Peki yenilenen ve güncellenen müfredatın ışığında, değerler eğitimiyle ne amaçlanmaktadır? Programda buna cevaben şu ibare kullanılmıştır: “Öğrencilerin genel anlamda sağlıklı, tutarlı ve dengeli bir kişilik geliştirmelerini sağlamak” Buna bağlı olarak değerler eğitiminin (program bakışıyla) sadece önemli ve dikkat çekici unsurları ele almadığı, toplumsal meselelerin geneliyle ilgili olduğu gözükmektedir. Ancak değerlerin kazanıma dönüştürülmesi konusunda pedagojik olarak ufak tefek sıkıntılarla karşılaşmıyor değiliz. Örneğin, “ekmek israfını önleme konuları vurgulanır” ifadesinde yaşantıyla ve deneyimle öğrenme becerisinden uzak, öğretici bir yaklaşım görülmektedir. Bunun gibi pek çok kazanım örneğini, programı inceleyen eğitimcilerimiz görmüşlerdir. Sonuç olarak böylesi bir kazanım, sözel ve didaktik olmakla kalmayıp, birey açısından uygulanabilirliği özellikle ilkokul kademesindeki öğrenciler açısından soyut olacaktır. Öğretici eğitim sadece değerler eğitiminin bir sorunsalı mıdır, tartışılır. Eğitim sistemimizin geneline baktığımızda halen didaktik unsurların ve kazanımların göze çarptığını görebiliriz.
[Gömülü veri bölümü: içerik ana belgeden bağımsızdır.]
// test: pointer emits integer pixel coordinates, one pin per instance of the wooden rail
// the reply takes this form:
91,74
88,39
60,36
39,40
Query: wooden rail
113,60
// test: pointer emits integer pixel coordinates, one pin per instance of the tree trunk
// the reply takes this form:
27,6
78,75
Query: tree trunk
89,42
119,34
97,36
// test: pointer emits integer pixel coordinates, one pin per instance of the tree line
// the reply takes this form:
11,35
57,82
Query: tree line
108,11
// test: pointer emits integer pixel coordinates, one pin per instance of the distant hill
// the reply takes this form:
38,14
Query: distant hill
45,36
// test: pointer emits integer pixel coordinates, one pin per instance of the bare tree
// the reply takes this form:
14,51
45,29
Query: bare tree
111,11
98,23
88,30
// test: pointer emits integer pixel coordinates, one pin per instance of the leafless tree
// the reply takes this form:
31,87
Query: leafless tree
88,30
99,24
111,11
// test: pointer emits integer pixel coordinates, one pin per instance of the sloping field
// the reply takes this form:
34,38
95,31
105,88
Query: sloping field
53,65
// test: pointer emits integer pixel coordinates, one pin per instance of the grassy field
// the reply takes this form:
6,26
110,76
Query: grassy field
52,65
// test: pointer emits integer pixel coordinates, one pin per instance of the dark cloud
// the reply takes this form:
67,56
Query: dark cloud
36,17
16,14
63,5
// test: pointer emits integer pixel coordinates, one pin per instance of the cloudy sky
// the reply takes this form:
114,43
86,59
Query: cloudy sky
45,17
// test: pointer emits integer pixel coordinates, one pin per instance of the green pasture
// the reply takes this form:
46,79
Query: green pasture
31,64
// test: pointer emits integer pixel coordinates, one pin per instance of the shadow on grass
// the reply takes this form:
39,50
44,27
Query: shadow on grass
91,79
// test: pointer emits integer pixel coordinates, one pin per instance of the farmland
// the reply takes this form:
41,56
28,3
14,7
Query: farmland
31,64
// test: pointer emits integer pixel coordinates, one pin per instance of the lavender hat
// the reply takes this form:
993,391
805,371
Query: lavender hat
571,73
Okullarımız sadece öğretim açısından değerlendirilmemelidir. Aslî unsur, her zaman eğitimdir. Eğitimin de okullarda kök salabilmesi için zemini ahlak ve medeniyete dayalı, şuuru ve bilinci açık bir eğitimci profili çizmek gerekir. Bizim burada değerlendirdiğimiz şey değerlerin sıkıntılı olması değil; uygulanabilirliği, kapsamlılığı ve bütüncüllüğü konusunda gördüğümüz eksiklikleri izah etmektir. Buradan hareketle, müfredatta gördüğü eksikliklere binaen, meslektaşlarımızın değerler konusunu belki de kendileri daha somut, anlaşılır ve kazanımı elde etme açısından uygulanabilirliği yüksek bir seviyeye çıkarmaları gerekecektir. Çünkü yukarıdaki belirttiğimiz şu ifade pedagojik olarak gelişimini eğitimcinin eliyle gerçekleştirecektir: “Türk Milletinin milli, ahlaki, insani, manevi ve kültürel değerlerini benimseyen, koruyan ve geliştiren” Buradaki temel kavramların içerisine, değerleri başlıklarıyla beraber sokabilecek ve geliştirecek olan onlardır.
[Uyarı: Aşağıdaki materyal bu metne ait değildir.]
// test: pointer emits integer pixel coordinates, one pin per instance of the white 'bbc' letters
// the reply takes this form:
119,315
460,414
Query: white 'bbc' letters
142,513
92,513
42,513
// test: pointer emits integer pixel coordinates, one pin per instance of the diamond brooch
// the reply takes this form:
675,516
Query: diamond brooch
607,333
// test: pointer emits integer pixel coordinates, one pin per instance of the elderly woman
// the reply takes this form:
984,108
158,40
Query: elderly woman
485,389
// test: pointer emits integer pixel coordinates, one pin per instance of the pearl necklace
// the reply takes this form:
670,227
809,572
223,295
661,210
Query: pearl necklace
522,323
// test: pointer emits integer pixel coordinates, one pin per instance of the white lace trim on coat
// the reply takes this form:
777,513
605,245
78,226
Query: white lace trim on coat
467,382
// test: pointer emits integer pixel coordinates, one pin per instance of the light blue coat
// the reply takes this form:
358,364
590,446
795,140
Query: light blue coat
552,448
Değerler eğitiminin içerisindeki kavramları inceleyecek olursak, bazı kavramlar konusunda kafa karışıklığı olmaktadır. Bunların içinde, “özgüven, farkındalık, özsaygı” vb. ifadeler yer almaktadır. Bunlar ve bunlara benzer kavramları değer olarak mı, beceri olarak mı yoksa kişisel gelişim ögesi olarak mı değerlendireceğiz? Açıkçası bu belirsizliğin çözülmesi gerekmektedir. Bu belirsizliğin çözülmesi için de değer, beceri ve kişisel gelişim tanımlarının ayrışması lazımdır. Bu ayrışma yapıldıktan sonra ortaya konacak olan ve tüm öğretim kademelerinde ortak yapılması öngörülen değerleri, öğretmen-veli-okul işbirliği içerisinde, rol dağıtımı yapmak suretiyle gerçekleştirmek gerekmektedir. Bu değerler için de her kademeye özel etkinlikler planlamak, iyi ve etkin örnekleri paylaşmak icap eder. Değilse her bir dersin içerisine yığınla farklı değer sokmak çözüm olmayacaktır. Gelişimsel değil, soyut ve yerinde sayan bir eğitim ortaya çıkacaktır.
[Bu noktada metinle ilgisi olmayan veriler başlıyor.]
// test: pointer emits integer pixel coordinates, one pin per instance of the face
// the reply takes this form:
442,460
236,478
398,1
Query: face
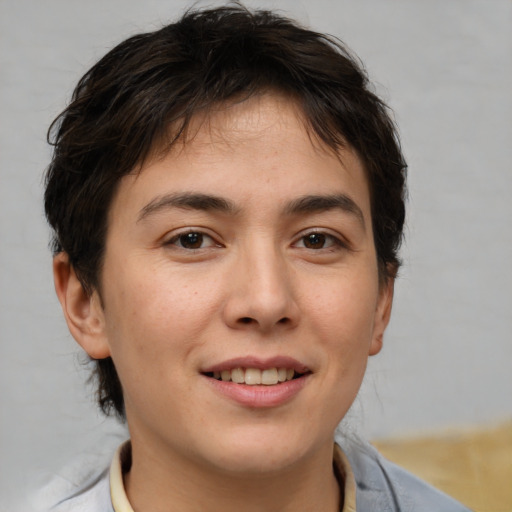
240,291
Son olarak, bazı derslerin değer öğretiminde, öğretmenin rol model olarak belirleyici bir unsur olmasına dikkat çekilmiş ancak öğretmenin bu görevi sırasında nasıl bir yöntem ve beceri geliştireceği müfredatta yer almamıştır. Çerçeve programlarda böylesi sorunlar aslında öğretmenler açısından çok farklı uygulamalara sebebiyet vermekte ve yanlış anlaşılmaları çoğaltmaktadır. Net bir öğretmen rolü, farklı kademelerde oluşturulacak ortak değerler haznesi, didaktik olmayan somut örnek ve olaylarla değerlerin kazanımı ve değerler eğitimi pedagojisiyle en başından beri bahsettiğimiz sıkıntıların çözülmemesi için bir sebep yoktur.